A basic problem in multivariate systems is finding predictive relations between the measurable variables in the system. The extent to which a target variable can be predicted via measurement of a set of predictor variables reveals the level of interaction between the variables. We want to quantify the degree to which the target variable is statistically determined by the predictor variables, where statistical determination does not imply physical causality. In signal processing systems, stochastic determination provides a window into the overall control structure. In the simple case of two variables possessing a bivariate normal distribution, the best predictive relation is linear and the correlation coefficient provides the desired coefficient of determination. The problem can still be framed in terms of correlation for multivariate linear systems (albeit, not in such a straightforward form), but not for nonlinear systems.

We examine quantification of nonlinear multivariate stochastic determination among gene expression levels using cDNA microarrays. The method allows incorporation of knowledge of other relevant conditions, such as the application of particular stimuli or the presence of inactivating gene mutations, as predictive elements affecting the target expression level. The approach is general and can be applied to any class of nonlinear predictor functions. For our talk, prediction is based on a ternary perceptron, to which is input one of three values for each predictor gene: +1 [up-regulated], −1 [down-regulated] or 0 [invariant]. External conditions are quantified as +1 [present] or 0 [not present]. Our reason for choosing a perceptron is twofold: first, it is intuitive; second, for n predictor variables, it has only n+1 parameters to estimate and therefore requires much less data than more general nonlinear predictors.
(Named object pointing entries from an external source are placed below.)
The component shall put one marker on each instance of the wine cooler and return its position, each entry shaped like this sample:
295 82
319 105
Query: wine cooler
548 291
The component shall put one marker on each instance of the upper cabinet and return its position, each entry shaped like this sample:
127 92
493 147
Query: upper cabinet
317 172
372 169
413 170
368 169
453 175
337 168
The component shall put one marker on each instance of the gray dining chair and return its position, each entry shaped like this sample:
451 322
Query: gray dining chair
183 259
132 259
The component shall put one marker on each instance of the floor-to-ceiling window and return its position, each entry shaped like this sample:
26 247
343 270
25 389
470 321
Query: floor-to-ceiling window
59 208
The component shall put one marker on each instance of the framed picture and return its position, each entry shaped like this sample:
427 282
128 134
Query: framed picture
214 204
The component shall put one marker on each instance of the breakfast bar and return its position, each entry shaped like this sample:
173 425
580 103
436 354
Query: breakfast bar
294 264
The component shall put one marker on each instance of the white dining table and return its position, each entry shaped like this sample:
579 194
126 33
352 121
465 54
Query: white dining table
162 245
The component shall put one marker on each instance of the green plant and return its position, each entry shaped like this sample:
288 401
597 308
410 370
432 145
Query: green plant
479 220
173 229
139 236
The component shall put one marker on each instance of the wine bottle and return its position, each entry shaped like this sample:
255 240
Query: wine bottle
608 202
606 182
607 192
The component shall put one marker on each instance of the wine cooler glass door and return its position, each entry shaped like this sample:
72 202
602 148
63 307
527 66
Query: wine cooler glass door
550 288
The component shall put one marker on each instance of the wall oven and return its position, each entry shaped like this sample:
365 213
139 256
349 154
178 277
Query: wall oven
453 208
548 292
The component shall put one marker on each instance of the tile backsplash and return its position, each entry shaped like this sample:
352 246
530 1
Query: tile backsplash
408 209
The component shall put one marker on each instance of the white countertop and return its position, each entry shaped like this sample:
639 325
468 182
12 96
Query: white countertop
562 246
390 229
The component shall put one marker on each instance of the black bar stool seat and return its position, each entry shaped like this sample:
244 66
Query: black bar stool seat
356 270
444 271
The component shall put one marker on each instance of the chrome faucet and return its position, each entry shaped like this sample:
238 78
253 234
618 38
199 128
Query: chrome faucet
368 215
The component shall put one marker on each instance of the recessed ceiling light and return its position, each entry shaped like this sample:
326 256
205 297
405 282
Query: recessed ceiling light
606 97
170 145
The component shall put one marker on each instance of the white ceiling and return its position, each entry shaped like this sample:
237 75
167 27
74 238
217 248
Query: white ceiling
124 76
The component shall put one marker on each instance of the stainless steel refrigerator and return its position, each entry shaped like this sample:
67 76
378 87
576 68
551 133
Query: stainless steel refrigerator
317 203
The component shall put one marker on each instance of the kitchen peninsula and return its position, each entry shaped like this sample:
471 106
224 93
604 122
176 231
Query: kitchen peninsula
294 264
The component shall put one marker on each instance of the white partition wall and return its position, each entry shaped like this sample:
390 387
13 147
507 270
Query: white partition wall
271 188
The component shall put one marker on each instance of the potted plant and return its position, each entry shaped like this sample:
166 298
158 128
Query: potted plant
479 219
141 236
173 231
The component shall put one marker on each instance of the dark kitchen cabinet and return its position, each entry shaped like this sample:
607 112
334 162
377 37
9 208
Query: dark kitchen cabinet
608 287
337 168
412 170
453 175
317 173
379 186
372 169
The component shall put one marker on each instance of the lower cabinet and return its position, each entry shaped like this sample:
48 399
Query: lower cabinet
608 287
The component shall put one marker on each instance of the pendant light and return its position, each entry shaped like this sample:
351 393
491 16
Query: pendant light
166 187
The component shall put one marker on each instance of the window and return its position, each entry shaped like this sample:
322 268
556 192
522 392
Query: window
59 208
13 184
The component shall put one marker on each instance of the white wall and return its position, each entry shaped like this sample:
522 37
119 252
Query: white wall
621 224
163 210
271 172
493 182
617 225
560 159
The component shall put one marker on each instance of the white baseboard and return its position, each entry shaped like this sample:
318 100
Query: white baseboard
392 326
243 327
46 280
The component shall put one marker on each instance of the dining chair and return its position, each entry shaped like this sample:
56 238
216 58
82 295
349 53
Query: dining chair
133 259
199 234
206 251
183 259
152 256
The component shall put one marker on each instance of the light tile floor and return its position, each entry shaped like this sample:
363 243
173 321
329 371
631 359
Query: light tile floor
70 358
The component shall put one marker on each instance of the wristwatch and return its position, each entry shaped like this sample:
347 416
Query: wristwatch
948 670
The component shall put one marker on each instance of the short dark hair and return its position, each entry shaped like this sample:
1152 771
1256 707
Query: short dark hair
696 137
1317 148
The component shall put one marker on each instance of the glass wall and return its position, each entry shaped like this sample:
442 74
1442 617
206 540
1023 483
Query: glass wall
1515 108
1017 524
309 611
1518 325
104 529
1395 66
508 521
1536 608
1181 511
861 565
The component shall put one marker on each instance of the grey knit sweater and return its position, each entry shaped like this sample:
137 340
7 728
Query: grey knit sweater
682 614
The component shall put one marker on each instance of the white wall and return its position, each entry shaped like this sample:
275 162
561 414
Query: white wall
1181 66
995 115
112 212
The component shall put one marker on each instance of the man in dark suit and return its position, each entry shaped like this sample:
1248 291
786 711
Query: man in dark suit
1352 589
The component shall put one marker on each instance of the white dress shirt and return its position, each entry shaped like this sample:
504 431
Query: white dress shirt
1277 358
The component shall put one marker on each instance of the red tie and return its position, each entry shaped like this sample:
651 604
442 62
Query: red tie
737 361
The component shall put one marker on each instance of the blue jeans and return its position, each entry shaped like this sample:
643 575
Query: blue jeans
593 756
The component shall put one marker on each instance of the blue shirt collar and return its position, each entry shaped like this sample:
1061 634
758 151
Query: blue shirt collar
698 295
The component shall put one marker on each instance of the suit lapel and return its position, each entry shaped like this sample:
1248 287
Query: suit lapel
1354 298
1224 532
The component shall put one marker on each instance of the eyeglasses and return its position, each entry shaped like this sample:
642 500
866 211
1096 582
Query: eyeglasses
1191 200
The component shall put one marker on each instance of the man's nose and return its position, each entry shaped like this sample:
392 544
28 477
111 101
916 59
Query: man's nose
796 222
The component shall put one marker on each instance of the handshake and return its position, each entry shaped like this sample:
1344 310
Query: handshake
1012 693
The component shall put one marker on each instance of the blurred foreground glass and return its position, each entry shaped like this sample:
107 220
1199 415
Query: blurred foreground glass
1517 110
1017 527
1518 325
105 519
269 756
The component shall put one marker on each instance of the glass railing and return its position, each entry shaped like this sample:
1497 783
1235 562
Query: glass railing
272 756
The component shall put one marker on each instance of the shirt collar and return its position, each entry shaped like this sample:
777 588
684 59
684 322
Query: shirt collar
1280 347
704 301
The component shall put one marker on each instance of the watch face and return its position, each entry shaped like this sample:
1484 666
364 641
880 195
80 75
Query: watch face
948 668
Owing to the large number of genes and a severe limitation on experimental replication when using microarrays, any individual predictor derived from the data lacks statistical significance relative to the population. Since our interest is measuring degrees of determination, we can derive the best predictors from the sample data and then estimate the determination coefficients for various predictor sets from the sample data. These estimates will be biased high, but can be used as sample coefficients to relatively quantify the degrees to which various expression-level sets stochastically determine a target expression level. A more accurate, more computationally costly way to proceed is to employ a bootstrap method to estimate the coefficients of determination. The bias will on average be low, but we can again obtain relative quantification.

The entire procedure is supported by software that has a number of facilities to simplify data analysis, and which provides graphics for visualising experimental data and sequential increases in determination as additional expression levels are used for prediction.